Second Department of Thoracic Surgery, Beijing Chest Hospital, Capital Medical University, Beijing, China.
Third Department of Thoracic Surgery, Beijing Chest Hospital, Capital Medical University, Beijing, China.
J Cancer Res Clin Oncol. 2023 Aug;149(9):6541-6548. doi: 10.1007/s00432-023-04616-2. Epub 2023 Feb 13.
Lung cancer is the most common form of cancer and the leading cause of cancer death. For familial lung cancer, identification of causing genetic factors is essential for prevention and control of non-lung cancer in carriers.
We studied two generations of a family with suspected inherited lung cancer susceptibility. Four individuals in this family had lung adenocarcinoma. To identify the gene(s) that cause the lung cancer in this pedigree, we extracted DNA from the peripheral blood of four cancer individuals and blood from three cancer-free family members as the control and performed whole-genome sequencing. Our filtering strategy includes, assessment of allele frequency, functional affection on amino acids, mutation accumulation, phased blocks and evolution analysis towards the alterations.
We identified two possible mutations, including PLEKHM2 (D134N) and MCC (R448Q) in all affected family members but did not found in the control group. Then, we performed a genetic susceptibility screening for 10 non-lung cancer relatives and found two individuals with PLEKHM2 (D134N) mutation, two with MCC (R448Q) mutation and one carrying both mutations. 3 carriers performed LDCT scan and 2 of them carried MCC (R448Q) also had ground-glass opacity (GGO) lesion in their lung.
Our data suggested that WGS together with our filtering strategy was successful in identifying PLEKHM2 (D134N) and MCC (R448Q) as the possible driver mutations in this family. Genetic susceptibility screening of non-lung cancer carriers will be a useful approach to prevent and control lung cancer in families with high-risk for the disease.

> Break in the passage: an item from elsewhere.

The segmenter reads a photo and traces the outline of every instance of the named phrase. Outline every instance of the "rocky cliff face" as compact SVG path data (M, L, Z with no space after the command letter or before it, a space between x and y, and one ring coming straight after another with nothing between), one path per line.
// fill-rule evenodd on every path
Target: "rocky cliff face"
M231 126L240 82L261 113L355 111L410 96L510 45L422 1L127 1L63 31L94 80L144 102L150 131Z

肺癌是最常见的癌症类型,也是癌症死亡的主要原因。对于家族性肺癌,确定致病遗传因素对于预防和控制携带者中非肺癌的发生至关重要。
我们研究了一个疑似遗传性肺癌易感性的家族的两代人。该家族中有 4 个人患有肺腺癌。为了确定该家系中导致肺癌的基因,我们从 4 名癌症个体的外周血和 3 名无癌症家族成员的血液中提取 DNA 作为对照,并进行全基因组测序。我们的筛选策略包括评估等位基因频率、对氨基酸的功能影响、突变积累、相位块和对改变的进化分析。
我们在所有受影响的家族成员中均发现了两个可能的突变,包括 PLEKHM2(D134N)和 MCC(R448Q),但在对照组中未发现。然后,我们对 10 名非肺癌亲属进行了遗传易感性筛查,发现 2 名个体携带 PLEKHM2(D134N)突变,2 名个体携带 MCC(R448Q)突变,1 名个体同时携带这两种突变。3 名携带者进行了 LDCT 扫描,其中 2 名携带 MCC(R448Q)的携带者肺部有磨玻璃样混浊(GGO)病变。
我们的数据表明,WGS 结合我们的筛选策略成功地确定了 PLEKHM2(D134N)和 MCC(R448Q)作为该家族中可能的驱动突变。对非肺癌携带者进行遗传易感性筛查将是预防和控制高危家族肺癌的有效方法。